Ahora contemplen esta misma práctica extendida a delitos que llevan aparejadas gravísimas penas de prisión. Estos días he leído algunos extractos de sentencias de delitos contra la libertad sexual que contienen relatos en los que tribunales no aprecian violencia o intimidación (pese a tratarse de conductas a las que el «sentido común» si atribuye estas características) que indignan a muchas personas. Habrá entre los miles de sentencias algunas aberrantes (absolutorias y condenatorias), pero el error más habitual es extractar de entre las declaraciones de hechos probados partes del relato que se basan exclusivamente en la declaración de la víctima y que han sido negados por el acusado. Sí, a veces el tribunal no da por probada violencia o intimidación, pero suele ser porque ya ha tenido que dar un salto probatorio para dar por probada una relación inconsentida basándose exclusivamente en lo que la víctima afirma. Debería ser natural que los tribunales aumenten su exigencia cuando tienen que tomar decisiones que llevan a prisión a personas durante muchos años. Y no es extraña esta parcelación, porque muy a menudo esos mismos tribunales salvan inconsistencias, contradicciones e incluso falsedades de las declaraciones de las víctimas que podrían dar lugar a una absolución.
Esta es la clave. Si existe hoy en España una inclinación de los tribunales, lo es a favor de creer los testimonios acusadores frente a parejas o exparejas. Un abogado defensor de una persona acusada de un delito de violencia o contra la libertad en el que la prueba esencial o única es la declaración de la víctima (cuando hay relación previa habitual entre acusador y acusado) se encuentra no ante un calvario probatorio, sino ante un trabajo de Sísifo. En el mundo judicial real la presunción de inocencia se ha ido relajando por un desplazamiento de la carga de la prueba. El único camino, a menudo, para no tener que llegar a una casi prueba de los hechos negativos, ha sido cuestionar la narración de la acusación examinándola incisivamente, para encontrar inconsistencias y mentiras, si es que las hay. Y esa labor se hace además con extremo cuidado, precisamente porque, contra la narrativa dominante, los tribunales suelen en la práctica estar del lado de quien acusa, al menos hasta que en el proceso aparece alguna prueba de falsedad.
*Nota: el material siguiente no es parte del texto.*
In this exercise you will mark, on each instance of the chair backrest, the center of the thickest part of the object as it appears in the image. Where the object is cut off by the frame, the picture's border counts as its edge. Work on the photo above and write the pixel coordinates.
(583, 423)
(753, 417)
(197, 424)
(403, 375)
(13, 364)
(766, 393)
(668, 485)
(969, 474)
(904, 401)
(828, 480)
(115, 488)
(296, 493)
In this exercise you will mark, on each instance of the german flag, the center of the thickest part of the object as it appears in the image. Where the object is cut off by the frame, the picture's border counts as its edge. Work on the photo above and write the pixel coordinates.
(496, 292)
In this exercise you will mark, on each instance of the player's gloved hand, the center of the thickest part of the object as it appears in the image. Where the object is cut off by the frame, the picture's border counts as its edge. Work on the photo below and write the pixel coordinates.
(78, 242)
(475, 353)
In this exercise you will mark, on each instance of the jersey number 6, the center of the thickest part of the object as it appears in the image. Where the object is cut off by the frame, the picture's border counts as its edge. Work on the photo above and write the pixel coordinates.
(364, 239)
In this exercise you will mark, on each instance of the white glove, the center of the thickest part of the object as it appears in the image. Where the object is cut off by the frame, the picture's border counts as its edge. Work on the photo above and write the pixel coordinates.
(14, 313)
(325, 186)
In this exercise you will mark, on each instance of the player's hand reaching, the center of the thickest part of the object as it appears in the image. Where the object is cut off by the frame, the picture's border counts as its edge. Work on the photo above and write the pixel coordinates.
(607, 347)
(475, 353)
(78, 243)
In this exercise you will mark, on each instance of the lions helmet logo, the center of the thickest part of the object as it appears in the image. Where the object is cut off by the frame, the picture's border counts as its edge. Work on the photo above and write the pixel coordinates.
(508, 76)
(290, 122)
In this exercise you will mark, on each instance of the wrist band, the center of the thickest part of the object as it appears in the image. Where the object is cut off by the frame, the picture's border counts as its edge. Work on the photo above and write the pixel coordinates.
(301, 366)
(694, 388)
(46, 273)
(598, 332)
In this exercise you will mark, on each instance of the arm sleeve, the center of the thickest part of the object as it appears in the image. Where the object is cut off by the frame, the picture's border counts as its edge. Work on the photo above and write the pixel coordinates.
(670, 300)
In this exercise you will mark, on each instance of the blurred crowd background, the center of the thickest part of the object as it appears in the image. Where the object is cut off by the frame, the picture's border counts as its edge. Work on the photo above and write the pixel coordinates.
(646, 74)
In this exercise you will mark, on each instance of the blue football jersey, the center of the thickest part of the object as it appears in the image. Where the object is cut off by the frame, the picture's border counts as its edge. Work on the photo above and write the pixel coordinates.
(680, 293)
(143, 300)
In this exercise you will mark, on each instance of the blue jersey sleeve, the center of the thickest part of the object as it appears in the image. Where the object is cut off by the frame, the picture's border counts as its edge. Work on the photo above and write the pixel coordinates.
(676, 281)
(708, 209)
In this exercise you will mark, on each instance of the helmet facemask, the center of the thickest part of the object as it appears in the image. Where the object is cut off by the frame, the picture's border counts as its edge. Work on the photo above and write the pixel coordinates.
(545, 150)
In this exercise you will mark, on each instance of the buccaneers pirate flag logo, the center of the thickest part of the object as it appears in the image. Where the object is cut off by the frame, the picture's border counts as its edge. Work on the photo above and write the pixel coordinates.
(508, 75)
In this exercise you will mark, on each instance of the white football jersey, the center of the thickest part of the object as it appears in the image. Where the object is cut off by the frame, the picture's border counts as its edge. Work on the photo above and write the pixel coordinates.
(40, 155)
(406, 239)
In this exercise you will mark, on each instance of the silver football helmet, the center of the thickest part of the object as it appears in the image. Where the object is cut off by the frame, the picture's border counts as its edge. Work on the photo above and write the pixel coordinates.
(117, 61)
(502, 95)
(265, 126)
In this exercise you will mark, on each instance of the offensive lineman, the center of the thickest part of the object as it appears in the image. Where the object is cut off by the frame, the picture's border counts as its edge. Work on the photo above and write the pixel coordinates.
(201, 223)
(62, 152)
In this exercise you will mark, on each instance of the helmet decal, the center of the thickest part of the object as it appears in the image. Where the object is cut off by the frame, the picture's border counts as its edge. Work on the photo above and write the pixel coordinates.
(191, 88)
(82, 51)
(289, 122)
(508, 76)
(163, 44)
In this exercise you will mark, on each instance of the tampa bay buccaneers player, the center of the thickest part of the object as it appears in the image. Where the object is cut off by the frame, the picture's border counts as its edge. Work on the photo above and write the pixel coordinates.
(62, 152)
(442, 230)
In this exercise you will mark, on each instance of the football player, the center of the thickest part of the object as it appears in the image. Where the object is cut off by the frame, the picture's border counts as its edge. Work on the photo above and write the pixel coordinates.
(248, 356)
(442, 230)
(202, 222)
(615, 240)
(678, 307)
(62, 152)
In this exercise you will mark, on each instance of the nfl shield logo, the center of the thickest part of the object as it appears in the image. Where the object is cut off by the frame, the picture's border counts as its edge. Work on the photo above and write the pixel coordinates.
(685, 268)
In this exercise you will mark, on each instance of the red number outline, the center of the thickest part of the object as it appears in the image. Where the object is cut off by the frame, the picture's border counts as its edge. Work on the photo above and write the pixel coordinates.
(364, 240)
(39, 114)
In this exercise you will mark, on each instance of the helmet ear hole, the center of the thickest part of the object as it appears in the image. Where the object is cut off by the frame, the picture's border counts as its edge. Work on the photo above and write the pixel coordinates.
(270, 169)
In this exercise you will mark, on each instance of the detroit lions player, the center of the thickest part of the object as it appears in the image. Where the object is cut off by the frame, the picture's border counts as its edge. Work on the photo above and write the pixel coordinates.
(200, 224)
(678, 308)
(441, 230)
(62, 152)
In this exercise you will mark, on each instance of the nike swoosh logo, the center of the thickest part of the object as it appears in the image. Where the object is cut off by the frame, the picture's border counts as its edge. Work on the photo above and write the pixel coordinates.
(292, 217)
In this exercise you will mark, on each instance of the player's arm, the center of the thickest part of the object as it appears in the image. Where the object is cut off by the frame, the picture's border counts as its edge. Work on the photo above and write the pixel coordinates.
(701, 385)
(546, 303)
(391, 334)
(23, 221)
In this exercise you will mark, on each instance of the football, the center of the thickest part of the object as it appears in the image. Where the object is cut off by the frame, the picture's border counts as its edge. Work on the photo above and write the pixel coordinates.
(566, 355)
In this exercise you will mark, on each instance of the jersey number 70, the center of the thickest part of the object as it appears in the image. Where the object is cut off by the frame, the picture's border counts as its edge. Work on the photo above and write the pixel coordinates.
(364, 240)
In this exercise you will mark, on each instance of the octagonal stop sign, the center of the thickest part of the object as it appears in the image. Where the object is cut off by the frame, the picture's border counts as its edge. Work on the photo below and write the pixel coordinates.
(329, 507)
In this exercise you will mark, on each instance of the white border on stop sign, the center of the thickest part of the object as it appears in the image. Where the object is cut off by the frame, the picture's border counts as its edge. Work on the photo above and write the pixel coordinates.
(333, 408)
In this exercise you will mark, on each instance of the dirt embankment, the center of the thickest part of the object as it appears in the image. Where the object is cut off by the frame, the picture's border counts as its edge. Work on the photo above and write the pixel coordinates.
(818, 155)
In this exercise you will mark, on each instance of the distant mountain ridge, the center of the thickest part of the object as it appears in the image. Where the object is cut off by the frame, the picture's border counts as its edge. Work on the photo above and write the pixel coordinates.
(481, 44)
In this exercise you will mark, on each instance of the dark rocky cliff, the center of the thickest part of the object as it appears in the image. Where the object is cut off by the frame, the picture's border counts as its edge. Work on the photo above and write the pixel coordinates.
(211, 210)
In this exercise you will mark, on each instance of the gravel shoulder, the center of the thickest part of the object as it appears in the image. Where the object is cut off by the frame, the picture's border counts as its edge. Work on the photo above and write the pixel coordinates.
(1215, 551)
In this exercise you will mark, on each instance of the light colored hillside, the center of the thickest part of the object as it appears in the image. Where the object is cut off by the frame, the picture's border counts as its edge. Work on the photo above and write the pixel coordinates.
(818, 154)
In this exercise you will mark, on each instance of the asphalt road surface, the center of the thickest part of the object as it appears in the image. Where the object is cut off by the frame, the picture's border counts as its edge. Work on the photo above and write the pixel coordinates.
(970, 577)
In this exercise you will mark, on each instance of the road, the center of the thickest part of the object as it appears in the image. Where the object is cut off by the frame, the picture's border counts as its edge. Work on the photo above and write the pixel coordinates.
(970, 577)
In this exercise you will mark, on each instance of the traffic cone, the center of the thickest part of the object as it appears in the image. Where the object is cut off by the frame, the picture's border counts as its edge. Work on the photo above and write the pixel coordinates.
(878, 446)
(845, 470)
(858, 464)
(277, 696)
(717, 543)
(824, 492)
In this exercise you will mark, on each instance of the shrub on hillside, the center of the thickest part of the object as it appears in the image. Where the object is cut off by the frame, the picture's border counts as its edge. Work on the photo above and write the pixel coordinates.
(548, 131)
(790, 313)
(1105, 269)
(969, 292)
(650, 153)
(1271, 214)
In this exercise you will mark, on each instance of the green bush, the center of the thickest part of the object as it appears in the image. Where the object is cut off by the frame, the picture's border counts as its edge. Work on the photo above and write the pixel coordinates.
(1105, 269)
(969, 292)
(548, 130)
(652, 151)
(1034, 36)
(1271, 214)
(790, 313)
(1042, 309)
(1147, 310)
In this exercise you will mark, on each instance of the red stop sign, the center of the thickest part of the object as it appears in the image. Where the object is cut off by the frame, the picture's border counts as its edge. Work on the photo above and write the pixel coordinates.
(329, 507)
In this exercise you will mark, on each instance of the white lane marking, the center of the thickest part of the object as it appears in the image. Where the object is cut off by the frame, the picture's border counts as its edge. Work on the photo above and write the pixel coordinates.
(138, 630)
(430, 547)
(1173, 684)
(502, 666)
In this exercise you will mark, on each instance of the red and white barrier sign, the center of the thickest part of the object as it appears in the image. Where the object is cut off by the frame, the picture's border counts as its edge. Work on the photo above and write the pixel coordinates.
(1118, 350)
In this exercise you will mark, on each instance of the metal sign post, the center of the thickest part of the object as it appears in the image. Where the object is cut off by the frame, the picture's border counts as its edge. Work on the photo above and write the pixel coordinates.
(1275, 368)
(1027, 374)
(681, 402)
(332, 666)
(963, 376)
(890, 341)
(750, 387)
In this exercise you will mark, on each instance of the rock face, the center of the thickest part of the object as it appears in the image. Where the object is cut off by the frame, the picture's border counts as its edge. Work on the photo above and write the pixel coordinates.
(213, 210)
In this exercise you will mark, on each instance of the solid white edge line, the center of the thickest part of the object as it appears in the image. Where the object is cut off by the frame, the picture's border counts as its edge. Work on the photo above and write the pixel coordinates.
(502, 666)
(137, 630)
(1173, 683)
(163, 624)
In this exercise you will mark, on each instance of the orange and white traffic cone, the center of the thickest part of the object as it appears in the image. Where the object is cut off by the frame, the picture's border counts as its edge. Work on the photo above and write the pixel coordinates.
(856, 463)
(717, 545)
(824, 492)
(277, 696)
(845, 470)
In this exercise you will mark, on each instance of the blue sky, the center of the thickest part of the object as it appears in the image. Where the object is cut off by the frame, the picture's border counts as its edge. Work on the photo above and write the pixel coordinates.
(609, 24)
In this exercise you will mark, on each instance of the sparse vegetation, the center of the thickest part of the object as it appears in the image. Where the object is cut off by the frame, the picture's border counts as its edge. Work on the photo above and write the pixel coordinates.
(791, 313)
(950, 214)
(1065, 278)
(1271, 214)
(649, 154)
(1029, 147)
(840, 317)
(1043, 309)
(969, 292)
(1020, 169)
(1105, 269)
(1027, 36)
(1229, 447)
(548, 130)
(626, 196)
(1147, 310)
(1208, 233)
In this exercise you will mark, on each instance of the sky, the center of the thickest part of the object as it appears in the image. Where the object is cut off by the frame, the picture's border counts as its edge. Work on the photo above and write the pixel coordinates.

Por eso el discurso es populista y peligroso. Salvo que no importe, para meter a los agresores sexuales en la cárcel, que terminen allí muchos que no lo son. Esas personas también serán víctimas de una terrible injusticia. Si relajamos aún más los estándares —la ministra Montero ha llegado a plantear un escenario en el que no solo no se pregunte a la víctima si consintió, sino que sean los acusados los que tenga que declarar que se aseguraron de que había consentimiento, eliminando el derecho a no declarar contra uno mismo— esto pasará más de lo que pasa hoy. Pregunten entonces a ese acusado inocente cómo se siente al comprobar que el sistema (no la injusticia individual, sino una colectiva e institucionalizada) trabaja para llevarlo a prisión, cuando en abstracto a él le debería bastar con esperar que se prueben su autoría y culpabilidad. Pregúntenle por el calvario probatorio.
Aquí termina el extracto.